The Vol is usually set equal to 1 and its units forgotten about.
Its best just not to worry about units.

 

[TriTertButoxy]

But what if I want to worry about units?

 

[CarlB]

But what if I want to worry about units?

Your question delves deep into the mysteries of the meaning of the vacuum state. I think your worries are very well founded.

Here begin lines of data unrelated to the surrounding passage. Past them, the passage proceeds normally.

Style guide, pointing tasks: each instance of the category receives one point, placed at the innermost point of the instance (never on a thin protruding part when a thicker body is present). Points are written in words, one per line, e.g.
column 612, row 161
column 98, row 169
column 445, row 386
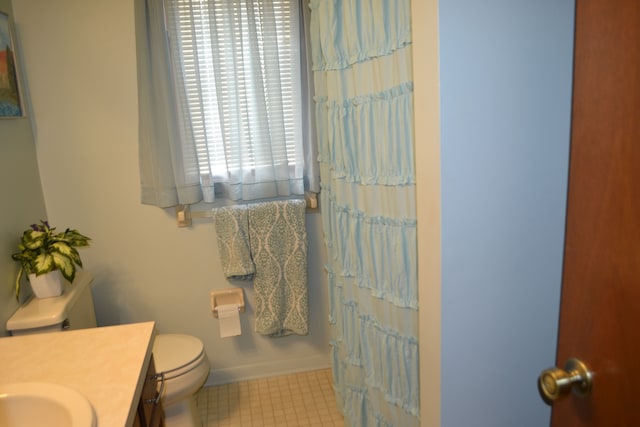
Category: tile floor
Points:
column 296, row 400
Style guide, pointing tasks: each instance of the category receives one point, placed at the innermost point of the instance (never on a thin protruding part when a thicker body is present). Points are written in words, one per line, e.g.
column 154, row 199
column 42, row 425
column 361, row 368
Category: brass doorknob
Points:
column 554, row 383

If you want to see what Julian Schwinger thought about the vacuum, splurge $20 on your physics education and pick up a copy of "Quantum Kinematics and Dynamics". I should note that this is the only book that has these heretical thoughts of his; a later book that also covers Schwinger's "measurement algebra" has had the discussion of the vacuum removed. It's a classic text, you only need to read the first few chapters, and it is very easy reading. It's considered one of the most elegant introductions to QFT every written.

The book is cheap, go buy it. It's a quite common book. If you're studying QFT at a university I would think that the local bookstore would have it if the library does not. I won't tell you the answer, you'll have to look it up for yourself. Maybe my interpretation of what Schwinger wrote is incorrect. Maybe not.

Schwinger, along with Feynman, got the Nobel prize for figuring out how to cancel infinities, but then became unhappy with the theory and tried to move on to something new. The mainstream was happy to "shut up and calculate", and moved physics forward for the next 50 years. But foundational issues have a way of coming back.

Now I need to tell you that what I am writing here is quite heretical from the point of view of the physics establishment. You are going to be told to shut up and calculate. This is good advice, if you can conquer your curiousity.

Ah, what the heck. Take a good look at a creation operator. Applied to the vacuum state, it creates a particle where there was none before. But this is something that never occurs in nature. Instead, any time something is created, something else is annihilated. So are you entirely certain that it makes sense to split these two events and to talk about creation and annihilation as if they could be thought of as separate, divisible things? I don't.

Carl

 

[masudr]

Carl do you have a problem with ladder operators for the quantum simple harmonic oscillator?

 

[TriTertButoxy]

The ladder operators for the quantum simple harmonic oscillator are unitless.

Those for the theory of quantum fields are not...
...this is the source of all my problems.

Argh!

 

[CarlB]

Carl do you have a problem with ladder operators for the quantum simple harmonic oscillator?

I don't have a problem with them. I'm simply noting that the states are elements of physical reality, while the mathematical tools we use for moving from one state to another are not. Instead, the mathematical tools are just methods used to solve mathematics problems.

You can't change the energy of a simple harmonic oscillator without changing the energy of something else. The same applies to the raising and lowering operators for spin. Like energy, total angular momentum is conserved.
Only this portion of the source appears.